Non-bank lenders back in the game
P2P platforms keep funds flowing for small businesses, but spectre of shake-out looms
Private non-bank lending in China is once again in full flow.
After nearly two years riding out the mainland's underground banking woes, person-to-person lending platforms have regained their vitality and are throwing cash-hungry small businesses and individuals a new lifeline.
There are now about 800 P2P online platforms dealing with matchmaking businesses for lenders and borrowers. These activities support the small private firms that are victims of the mainland's unbalanced financial ecosystem.

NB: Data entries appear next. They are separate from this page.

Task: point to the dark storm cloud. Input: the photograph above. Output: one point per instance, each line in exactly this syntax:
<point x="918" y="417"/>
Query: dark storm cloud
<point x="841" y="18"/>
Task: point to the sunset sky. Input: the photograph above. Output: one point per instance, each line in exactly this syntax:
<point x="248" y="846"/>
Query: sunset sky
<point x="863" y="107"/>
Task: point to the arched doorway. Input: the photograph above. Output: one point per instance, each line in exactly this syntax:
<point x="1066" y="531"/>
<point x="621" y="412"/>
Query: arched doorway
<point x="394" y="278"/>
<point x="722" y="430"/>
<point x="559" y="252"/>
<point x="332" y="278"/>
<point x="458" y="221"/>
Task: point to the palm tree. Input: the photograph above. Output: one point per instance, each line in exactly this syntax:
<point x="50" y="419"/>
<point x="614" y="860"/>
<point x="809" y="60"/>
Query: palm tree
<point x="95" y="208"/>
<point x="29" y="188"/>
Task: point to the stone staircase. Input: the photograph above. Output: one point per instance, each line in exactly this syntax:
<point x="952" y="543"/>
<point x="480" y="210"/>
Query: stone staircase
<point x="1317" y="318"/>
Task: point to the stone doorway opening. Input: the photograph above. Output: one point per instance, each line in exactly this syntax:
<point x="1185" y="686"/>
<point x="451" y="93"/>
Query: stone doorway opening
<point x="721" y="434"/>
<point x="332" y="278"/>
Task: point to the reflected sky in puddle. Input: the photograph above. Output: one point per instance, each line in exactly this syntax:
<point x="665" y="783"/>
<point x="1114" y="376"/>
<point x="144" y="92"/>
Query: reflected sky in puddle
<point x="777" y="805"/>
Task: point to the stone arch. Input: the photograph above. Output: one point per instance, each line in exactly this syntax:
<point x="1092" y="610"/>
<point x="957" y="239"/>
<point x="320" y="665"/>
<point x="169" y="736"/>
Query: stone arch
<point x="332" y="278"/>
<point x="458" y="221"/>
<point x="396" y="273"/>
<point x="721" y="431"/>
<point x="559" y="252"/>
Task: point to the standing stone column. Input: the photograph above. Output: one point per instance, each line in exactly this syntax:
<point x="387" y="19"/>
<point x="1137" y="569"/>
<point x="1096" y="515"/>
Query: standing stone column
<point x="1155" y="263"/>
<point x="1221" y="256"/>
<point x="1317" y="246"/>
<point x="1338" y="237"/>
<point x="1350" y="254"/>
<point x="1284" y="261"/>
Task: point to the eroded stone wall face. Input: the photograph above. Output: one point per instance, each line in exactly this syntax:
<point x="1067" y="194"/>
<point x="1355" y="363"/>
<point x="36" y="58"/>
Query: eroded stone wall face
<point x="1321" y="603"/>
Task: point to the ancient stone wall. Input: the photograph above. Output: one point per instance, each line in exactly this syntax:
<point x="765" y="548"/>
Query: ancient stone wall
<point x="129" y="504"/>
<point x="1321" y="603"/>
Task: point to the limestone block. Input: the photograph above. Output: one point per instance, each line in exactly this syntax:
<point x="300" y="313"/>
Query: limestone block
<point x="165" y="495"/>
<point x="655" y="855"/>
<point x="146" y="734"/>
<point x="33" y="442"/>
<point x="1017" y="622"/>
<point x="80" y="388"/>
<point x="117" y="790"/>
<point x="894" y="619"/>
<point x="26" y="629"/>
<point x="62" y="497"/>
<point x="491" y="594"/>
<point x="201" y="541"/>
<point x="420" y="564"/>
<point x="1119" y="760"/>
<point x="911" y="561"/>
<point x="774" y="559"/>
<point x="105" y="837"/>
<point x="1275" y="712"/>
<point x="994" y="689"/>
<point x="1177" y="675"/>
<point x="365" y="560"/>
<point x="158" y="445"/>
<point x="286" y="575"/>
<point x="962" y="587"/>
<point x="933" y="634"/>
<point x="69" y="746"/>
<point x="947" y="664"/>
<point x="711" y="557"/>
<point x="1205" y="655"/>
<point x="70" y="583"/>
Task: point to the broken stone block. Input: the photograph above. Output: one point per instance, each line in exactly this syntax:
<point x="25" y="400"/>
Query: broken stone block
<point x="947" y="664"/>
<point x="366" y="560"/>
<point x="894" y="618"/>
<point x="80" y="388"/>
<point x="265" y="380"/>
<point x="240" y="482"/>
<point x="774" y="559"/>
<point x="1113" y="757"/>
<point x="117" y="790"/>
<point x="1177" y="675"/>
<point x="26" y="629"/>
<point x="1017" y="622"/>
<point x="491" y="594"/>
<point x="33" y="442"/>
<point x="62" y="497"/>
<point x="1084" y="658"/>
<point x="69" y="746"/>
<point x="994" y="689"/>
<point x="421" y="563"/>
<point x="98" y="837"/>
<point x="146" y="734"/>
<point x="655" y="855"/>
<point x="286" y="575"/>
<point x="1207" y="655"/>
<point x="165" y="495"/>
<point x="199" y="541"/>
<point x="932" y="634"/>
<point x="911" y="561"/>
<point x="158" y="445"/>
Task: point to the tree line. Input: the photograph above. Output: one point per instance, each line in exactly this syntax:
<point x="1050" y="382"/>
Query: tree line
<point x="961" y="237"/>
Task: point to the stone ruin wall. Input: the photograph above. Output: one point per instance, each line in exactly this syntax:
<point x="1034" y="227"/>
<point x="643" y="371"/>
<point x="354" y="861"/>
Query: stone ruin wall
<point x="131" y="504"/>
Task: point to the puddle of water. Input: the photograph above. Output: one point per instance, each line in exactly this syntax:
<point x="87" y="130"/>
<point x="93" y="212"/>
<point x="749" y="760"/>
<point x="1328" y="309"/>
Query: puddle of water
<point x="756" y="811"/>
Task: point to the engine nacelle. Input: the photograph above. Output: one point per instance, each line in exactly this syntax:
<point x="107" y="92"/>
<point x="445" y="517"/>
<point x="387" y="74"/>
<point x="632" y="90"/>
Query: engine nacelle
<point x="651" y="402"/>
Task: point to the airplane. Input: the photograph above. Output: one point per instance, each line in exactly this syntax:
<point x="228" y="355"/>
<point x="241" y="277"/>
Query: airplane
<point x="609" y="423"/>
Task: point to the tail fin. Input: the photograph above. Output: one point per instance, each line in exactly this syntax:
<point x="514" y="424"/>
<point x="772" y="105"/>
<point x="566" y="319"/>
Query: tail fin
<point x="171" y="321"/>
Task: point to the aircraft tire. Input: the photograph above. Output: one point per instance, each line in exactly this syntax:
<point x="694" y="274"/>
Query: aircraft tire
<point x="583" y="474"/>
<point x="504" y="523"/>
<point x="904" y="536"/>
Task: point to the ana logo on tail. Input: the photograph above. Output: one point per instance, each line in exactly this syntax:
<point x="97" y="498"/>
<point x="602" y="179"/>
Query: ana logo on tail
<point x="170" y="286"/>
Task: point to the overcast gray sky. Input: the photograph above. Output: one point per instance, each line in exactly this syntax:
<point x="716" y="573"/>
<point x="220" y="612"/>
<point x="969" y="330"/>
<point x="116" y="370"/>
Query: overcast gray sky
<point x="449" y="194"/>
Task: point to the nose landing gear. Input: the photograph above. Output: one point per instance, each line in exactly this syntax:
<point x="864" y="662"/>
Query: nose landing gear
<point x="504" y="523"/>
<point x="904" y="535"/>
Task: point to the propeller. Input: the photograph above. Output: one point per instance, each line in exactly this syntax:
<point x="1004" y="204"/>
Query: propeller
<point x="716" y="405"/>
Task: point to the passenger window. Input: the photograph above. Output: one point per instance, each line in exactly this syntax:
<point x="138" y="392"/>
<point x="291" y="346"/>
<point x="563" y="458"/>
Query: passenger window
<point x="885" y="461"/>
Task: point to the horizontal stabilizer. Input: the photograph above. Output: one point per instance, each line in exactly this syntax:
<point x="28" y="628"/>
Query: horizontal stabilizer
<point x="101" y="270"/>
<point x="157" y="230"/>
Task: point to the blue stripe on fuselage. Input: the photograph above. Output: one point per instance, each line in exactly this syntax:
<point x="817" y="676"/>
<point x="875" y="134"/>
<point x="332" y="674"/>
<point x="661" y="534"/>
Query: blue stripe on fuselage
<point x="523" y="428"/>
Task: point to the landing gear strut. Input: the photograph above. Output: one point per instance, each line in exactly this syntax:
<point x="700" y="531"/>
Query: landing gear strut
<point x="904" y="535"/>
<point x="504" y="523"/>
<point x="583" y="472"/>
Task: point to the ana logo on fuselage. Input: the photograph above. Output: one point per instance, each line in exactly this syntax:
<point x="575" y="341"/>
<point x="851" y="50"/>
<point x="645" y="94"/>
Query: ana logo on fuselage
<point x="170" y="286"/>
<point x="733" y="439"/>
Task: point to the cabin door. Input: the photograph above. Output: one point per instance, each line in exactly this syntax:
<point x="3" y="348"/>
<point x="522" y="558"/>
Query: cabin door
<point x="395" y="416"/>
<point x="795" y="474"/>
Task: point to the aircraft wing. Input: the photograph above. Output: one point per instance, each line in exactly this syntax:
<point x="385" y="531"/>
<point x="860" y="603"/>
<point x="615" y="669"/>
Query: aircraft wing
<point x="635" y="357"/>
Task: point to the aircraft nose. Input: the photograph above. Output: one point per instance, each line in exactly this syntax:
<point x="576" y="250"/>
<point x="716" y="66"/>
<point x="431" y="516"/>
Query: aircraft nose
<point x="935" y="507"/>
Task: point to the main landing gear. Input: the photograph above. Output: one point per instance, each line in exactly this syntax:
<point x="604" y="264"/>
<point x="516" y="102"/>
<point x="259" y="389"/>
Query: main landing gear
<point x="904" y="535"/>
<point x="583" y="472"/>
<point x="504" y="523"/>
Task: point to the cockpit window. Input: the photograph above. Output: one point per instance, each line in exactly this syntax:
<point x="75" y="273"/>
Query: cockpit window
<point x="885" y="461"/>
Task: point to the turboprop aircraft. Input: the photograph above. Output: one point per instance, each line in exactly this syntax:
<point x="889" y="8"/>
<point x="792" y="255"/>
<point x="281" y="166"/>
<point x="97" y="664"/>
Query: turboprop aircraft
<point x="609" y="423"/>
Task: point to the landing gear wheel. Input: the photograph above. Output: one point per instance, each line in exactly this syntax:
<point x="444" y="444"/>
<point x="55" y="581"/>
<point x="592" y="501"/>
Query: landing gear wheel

Among them, Dong Jun, founder and chief executive of jimubox.com envisions a "big thing" that could eventually break the monopolies of the state-owned banks. "The financial system in China is still problematic," Dong said. "It creates great opportunities for us to grow and become a powerful lending business in future."
Mainland banks are reluctant to extend credit to small businesses for fear of creating a bad debt problem for themselves owing to the lack of financial firepower in the small business community.
The formerly illegal underground banking practices were rampant in Wenzhou, with intermediaries raising funds from wealthy people before lending them to cash-strapped small businesses. The system collapsed in late 2011, battered by economic turbulence at home and abroad.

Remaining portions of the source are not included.